Last week, you returned to the JP Morgan conference for the first time as CEO of Idorsia. What was the message you wanted to convey about the company and how was it received?

Our main goal was to explain the vision for the company. Analysts and investors will focus on our product pipeline etc, but we wanted to highlight how we are aiming – and are on a good track – to become a mid-sized pharma company.

What is unique is our vision to build a sustainable company; we do not want to be acquired or necessarily make fast returns. We are not a puppet in the hands of a few investors, but rather a company with strong and stable stakeholders such as J&J, myself, and my wife. We are in a very fortunate position to be able to plan for the future and explain what is needed to become such an independent, innovation-driven and yet financially sustainable company.

 

Idorsia is somewhat unusual as a biotech with a focus on small molecules. This sounds almost counter intuitive in a world driven mostly by large molecules. What is the rationale behind this focus?
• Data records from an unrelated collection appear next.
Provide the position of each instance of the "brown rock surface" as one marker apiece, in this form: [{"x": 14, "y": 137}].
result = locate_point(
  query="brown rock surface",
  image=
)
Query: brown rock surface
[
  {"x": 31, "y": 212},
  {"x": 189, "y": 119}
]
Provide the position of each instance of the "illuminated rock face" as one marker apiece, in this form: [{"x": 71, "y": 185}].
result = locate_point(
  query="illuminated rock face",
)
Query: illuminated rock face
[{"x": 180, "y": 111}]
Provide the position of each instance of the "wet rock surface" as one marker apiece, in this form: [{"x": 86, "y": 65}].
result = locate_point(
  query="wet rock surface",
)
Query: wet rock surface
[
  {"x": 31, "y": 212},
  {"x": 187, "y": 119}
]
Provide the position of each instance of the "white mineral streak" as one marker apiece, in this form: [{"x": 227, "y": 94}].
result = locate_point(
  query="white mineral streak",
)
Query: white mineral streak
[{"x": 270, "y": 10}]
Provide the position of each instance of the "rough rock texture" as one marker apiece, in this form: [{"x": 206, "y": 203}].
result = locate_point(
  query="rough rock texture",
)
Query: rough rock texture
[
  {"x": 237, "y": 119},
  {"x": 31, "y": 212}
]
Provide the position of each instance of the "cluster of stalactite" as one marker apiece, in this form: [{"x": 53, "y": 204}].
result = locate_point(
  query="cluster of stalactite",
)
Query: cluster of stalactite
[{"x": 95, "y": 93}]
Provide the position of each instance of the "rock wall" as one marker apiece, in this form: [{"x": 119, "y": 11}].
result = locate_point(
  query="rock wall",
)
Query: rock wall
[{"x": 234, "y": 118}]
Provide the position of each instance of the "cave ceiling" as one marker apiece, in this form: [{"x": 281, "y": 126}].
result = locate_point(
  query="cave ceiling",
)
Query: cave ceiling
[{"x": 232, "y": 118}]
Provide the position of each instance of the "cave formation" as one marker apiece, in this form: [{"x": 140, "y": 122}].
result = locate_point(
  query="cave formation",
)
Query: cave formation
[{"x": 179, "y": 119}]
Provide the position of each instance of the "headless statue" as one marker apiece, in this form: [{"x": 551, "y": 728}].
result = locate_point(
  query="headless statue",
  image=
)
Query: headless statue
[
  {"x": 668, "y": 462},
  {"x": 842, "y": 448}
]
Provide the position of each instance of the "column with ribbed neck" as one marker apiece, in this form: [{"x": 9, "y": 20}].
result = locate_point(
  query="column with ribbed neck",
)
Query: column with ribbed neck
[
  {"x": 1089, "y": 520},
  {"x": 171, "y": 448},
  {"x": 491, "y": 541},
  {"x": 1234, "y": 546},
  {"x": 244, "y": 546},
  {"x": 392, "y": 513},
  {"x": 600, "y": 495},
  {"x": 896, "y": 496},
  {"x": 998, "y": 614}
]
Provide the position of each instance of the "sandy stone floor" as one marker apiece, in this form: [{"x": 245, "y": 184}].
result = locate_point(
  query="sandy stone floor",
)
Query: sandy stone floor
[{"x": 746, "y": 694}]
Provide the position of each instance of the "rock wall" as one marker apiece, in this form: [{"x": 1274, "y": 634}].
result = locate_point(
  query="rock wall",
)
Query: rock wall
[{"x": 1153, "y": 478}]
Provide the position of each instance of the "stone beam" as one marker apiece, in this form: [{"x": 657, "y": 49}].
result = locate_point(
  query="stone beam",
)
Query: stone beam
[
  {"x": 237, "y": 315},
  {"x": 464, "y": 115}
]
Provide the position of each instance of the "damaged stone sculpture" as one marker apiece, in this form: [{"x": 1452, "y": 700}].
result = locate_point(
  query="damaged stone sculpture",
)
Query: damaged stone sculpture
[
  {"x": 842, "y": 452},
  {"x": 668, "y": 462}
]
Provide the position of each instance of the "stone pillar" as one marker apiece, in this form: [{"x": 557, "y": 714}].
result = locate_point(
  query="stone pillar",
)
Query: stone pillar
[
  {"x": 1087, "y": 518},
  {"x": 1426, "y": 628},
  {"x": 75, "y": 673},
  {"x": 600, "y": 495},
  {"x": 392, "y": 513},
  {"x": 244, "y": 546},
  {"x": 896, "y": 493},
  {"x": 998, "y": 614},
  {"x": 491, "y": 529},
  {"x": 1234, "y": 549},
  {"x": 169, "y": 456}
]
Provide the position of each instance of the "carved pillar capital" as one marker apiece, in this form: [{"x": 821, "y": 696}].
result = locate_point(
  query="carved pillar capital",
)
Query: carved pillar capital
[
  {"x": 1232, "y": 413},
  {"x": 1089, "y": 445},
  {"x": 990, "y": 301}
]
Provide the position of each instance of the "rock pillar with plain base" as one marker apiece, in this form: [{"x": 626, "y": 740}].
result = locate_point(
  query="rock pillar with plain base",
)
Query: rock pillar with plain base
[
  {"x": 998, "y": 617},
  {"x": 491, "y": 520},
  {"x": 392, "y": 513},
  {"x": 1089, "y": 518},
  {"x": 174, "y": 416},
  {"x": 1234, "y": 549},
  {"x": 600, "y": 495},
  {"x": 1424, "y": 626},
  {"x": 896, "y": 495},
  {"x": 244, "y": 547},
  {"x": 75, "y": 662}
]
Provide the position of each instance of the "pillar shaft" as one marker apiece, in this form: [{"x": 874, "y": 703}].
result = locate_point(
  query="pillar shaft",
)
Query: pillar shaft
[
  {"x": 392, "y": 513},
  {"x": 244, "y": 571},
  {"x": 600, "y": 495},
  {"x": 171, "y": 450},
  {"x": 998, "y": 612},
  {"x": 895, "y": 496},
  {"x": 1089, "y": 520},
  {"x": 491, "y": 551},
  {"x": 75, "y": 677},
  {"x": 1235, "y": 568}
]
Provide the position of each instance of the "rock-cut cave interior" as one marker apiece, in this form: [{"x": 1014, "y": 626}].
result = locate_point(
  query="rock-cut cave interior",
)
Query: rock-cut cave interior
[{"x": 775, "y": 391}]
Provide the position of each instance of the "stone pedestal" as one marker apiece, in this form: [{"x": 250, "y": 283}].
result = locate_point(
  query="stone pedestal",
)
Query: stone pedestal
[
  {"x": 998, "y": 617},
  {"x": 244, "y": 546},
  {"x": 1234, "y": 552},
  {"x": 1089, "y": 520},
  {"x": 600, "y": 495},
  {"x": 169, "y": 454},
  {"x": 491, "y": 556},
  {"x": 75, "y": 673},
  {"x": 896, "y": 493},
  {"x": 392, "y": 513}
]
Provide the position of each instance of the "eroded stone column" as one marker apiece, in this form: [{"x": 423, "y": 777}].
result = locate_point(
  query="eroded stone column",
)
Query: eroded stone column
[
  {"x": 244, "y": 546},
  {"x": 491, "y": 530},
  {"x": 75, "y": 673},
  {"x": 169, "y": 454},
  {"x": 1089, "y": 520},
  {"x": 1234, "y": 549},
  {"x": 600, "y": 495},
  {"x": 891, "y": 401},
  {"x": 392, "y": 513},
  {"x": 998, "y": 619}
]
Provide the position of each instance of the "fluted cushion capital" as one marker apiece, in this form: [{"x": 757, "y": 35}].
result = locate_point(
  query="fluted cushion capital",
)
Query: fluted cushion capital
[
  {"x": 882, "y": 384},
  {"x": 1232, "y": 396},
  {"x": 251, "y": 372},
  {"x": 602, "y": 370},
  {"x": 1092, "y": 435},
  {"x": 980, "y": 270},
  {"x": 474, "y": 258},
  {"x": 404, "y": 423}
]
When you have started two companies, people think that you like risk. In fact, I hate risk and have tried to avoid it my entire life. One big risk is technological. New technologies – although antibodies are no longer very new – are inherently risky. From seeing cell and gene therapy as something of a home run, people are now waking up to the fact that it is not so easy.

Therefore, I like using very established technology: small molecules. Here in Switzerland, we are in close proximity to very relevant universities that compete with the best in the world training talented chemists, which we employ and leverage for our scientific and clinical work.

There are so many things that small molecules can do that other technologies cannot. It is great to use mRNA technology for a vaccine, but it is not appropriate to use injectables for sleep drugs, for example. We try to look at diseases which can only be addressed through small molecules – of which there are many – and we are doing very well. I want Idorsia to become the best small molecule company in the world.

We are not averse to new technology – indeed, we are using CRISPR in our research – but in the end we want to make therapeutics on the basis of small molecules. We are leaving areas like gene therapy to other, highly specialised, companies.

 

Given your long experience in research and development, what kind of incremental improvements have you implemented to help reduce risk?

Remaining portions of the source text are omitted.